Three nozzle types are most commonly used, the tacking nozzle, the round nozzle and the high-speed nozzle (Fig.4).

Fig.4. Plastic welding nozzles ( left to right) tacking nozzle, round nozzle, high speed nozzle
Fig.4. Plastic welding nozzles ( left to right) tacking nozzle, round nozzle, high speed nozzle

The tacking nozzle, as the name suggests, is used to tack the materials together before welding. The round nozzle allows the welder to heat the rod and substrate without physical contact with either and is useful for welding in areas with difficult access.

This is less commonly used than the high-speed welding nozzle where the toe of the nozzle contacts the welding rod and allows the welder to put pressure on both the rod and the substrate material whilst welding.

Along with correct temperature, the pressure ensures that there is adequate fusion between the welding rod and the substrate material.

In addition to the welding gun, several tools are needed. These are a coarse tooth file, router and hand grinder for edge preparation, a scraper for removal of the material surface around the weld and a wire brush for cleaning the nozzle. Also, wire cutters are required for cutting the welding rod and a jigsaw for cutting the substrate materials.

Welding parameters

There are four main welding parameters in the hot gas welding process: temperature, pressure, welding speed and gun position. Since the process is manual, it is important that the welder has a good understanding of the need to ensure that all four of these parameters are correct and controlled during the welding operation.

Temperature is the most important of the four parameters, since the temperature at the interface between the rod and the substrate is not only controlled by the setting on the gun, but also by the gun travel speed and the gun position with respect to the substrate.
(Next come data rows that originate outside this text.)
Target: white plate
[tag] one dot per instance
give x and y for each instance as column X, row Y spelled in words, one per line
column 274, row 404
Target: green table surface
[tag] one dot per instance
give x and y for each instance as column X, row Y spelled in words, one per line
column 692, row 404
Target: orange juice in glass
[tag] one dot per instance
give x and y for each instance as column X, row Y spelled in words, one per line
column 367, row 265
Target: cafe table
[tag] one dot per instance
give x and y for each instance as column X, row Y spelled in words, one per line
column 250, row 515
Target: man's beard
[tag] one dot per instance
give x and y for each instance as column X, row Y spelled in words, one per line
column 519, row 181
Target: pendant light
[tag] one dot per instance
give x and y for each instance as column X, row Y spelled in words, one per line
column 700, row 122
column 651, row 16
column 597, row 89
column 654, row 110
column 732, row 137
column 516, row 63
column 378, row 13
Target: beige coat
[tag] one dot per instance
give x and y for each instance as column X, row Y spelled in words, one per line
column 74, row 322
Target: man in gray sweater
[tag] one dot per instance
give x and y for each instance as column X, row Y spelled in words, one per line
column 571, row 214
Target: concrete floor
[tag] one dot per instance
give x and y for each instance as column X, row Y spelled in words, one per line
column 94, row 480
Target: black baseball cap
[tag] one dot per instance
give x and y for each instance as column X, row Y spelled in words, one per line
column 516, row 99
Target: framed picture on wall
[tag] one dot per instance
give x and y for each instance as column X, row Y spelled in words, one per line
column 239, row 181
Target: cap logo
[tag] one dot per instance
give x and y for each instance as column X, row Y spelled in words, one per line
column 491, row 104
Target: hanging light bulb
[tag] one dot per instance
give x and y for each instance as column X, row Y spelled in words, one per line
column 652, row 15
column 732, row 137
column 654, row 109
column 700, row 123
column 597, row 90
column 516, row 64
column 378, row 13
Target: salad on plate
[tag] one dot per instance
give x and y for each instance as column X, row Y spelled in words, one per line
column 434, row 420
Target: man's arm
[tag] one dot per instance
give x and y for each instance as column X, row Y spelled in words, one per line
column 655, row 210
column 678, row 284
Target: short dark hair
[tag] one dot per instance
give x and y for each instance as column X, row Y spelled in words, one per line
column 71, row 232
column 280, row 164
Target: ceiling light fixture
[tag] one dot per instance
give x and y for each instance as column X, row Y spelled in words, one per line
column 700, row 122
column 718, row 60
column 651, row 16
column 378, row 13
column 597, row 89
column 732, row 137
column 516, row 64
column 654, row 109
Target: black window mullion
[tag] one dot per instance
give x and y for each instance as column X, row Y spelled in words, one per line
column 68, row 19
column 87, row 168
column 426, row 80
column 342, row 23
Typically, the temperature for welding is set between 80 and 100°C above the melting point of the material being welded. The gun travel speed is normally between 0.1 and 0.3m/min, again, depending upon the material being welded.

The welding pressure is applied via the toe of the welding nozzle and is achieved by holding the welding gun grip firmly and pushing down into the weld. For round nozzle welding, pressure is applied manually from the welding rod.

The correct welding pressure is easier to achieve using welding guns with the fan separate to the gun since a firmer grip around the handle can be achieved. The force applied to the welding rod would typically be between 15 and 30N.

Practical welding details are given in Hot gas welding of plastics: Part 2 - welding techniques

Weld quality

As a manual process, weld quality is dependent on skill. There is no recognised non-destructive technique, that conclusively shows the presence of defects in plastic welds that could lead to weld failure. Therefore, it is recommended that good quality welder training is received and that welder certification is adopted.

The European Standard (EN13067) sets out the criteria for plastic welder approval. It details a scheme where the welder undergoes both a theoretical and a practical test and the welder, upon successful completion, is awarded a certificate of approval in the specific material categories taken in the test. Certification lasts for two years with a further two years prolongation, effectively giving the welder an approval certificate for four years before requiring a full retest.